Num escritório com vista para o Tejo, um banqueiro sénior confessa, entre cafés: "Há cinco anos, falar de sustentabilidade nas reuniões de crédito era quase um pecado. Hoje, é o primeiro ponto da agenda." Esta mudança de paradigma não é apenas retórica corporativa. Estamos perante uma transformação estrutural que está a redefinir as regras do financiamento em Portugal.
Os números contam uma história fascinante. Segundo dados do Banco de Portugal, o volume de crédito com critérios ambientais, sociais e de governação (ESG) cresceu 47% no último ano. Mas mais interessante do que os valores é a geografia deste movimento. Não se trata apenas de Lisboa e Porto. Em Bragança, uma cooperativa agrícola conseguiu financiamento com juros reduzidos para instalar painéis solares. Em Évora, um hotel histórico renovou-se com empréstimos vinculados à eficiência energética.
O que está a impulsionar esta revolução? A resposta tem várias camadas. Primeiro, a pressão regulatória. A União Europeia estabeleceu metas ambiciosas através do Pacto Ecológico Europeu, e os bancos portugueses sabem que o acesso a financiamento europeu dependerá cada vez mais do seu desempenho ambiental. Segundo, a mudança geracional. Os millennials e a geração Z não querem apenas produtos financeiros; querem valores alinhados com as suas preocupações climáticas.
Mas há um terceiro fator, menos óbvio: a tecnologia. Plataformas de análise de dados estão a permitir aos bancos medir com precisão o impacto ambiental dos projetos que financiam. Já não se trata apenas de boas intenções; há métricas, indicadores, relatórios de carbono. Um gestor de risco de um banco comercial explicou-nos: "Antes, aprovávamos um empréstimo baseado principalmente no fluxo de caixa. Agora, analisamos também a pegada ecológica do projeto. E isso afeta as condições do crédito."
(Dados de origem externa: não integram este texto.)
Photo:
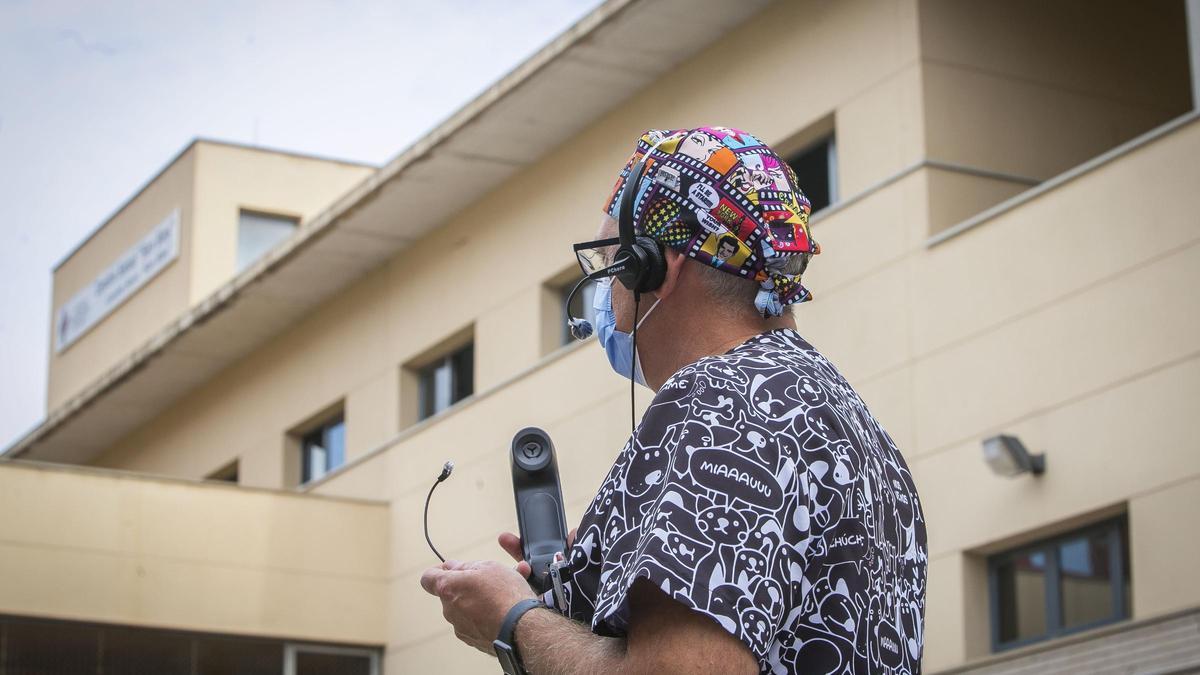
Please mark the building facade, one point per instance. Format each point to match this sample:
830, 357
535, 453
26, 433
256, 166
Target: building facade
259, 365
Esta nova abordagem está a criar oportunidades inesperadas. Pequenas e médias empresas que investem em eficiência energética estão a conseguir taxas de juro mais baixas. Startups dedicadas à economia circular encontram portas abertas onde antes havia cepticismo. Até no setor imobiliário, os "prédios verdes" valem mais no mercado e conseguem financiamento mais favorável.
No entanto, nem tudo são rosas. Há desafios significativos. A principal crítica vem dos setores tradicionais, que argumentam que os critérios ESG podem limitar o acesso ao crédito para atividades económicas essenciais. Um empresário do setor dos transformados de tomate confessou-nos: "Precisamos de investir em maquinaria nova, mas os bancos questionam o nosso consumo de água. É como se a sustentabilidade fosse mais importante do que a sobrevivência da empresa."
Outro ponto de tensão é a definição do que é realmente "verde". Existem diferentes taxonomias, certificações, selos. Um projeto considerado sustentável por um banco pode não o ser para outro. Esta falta de padronização cria confusão no mercado e abre espaço para o "greenwashing" – a prática de apresentar produtos como mais ecológicos do que realmente são.
Apesar destes desafios, a tendência parece irreversível. Os maiores bancos portugueses já anunciaram que vão alinhar as suas carteiras de crédito com os objetivos do Acordo de Paris. Isto significa que, progressivamente, vão reduzir o financiamento a atividades com elevadas emissões de carbono e aumentar o apoio a projetos sustentáveis.
O que significa isto para o comum dos portugueses? Primeiro, quem procura crédito habitação pode encontrar condições mais favoráveis se comprar ou renovar para melhorar a eficiência energética. Segundo, os investidores têm cada vez mais opções de produtos financeiros "verdes", desde depósitos a prazo até fundos de investimento. Terceiro, as empresas que não se adaptarem podem enfrentar dificuldades no acesso ao crédito no futuro próximo.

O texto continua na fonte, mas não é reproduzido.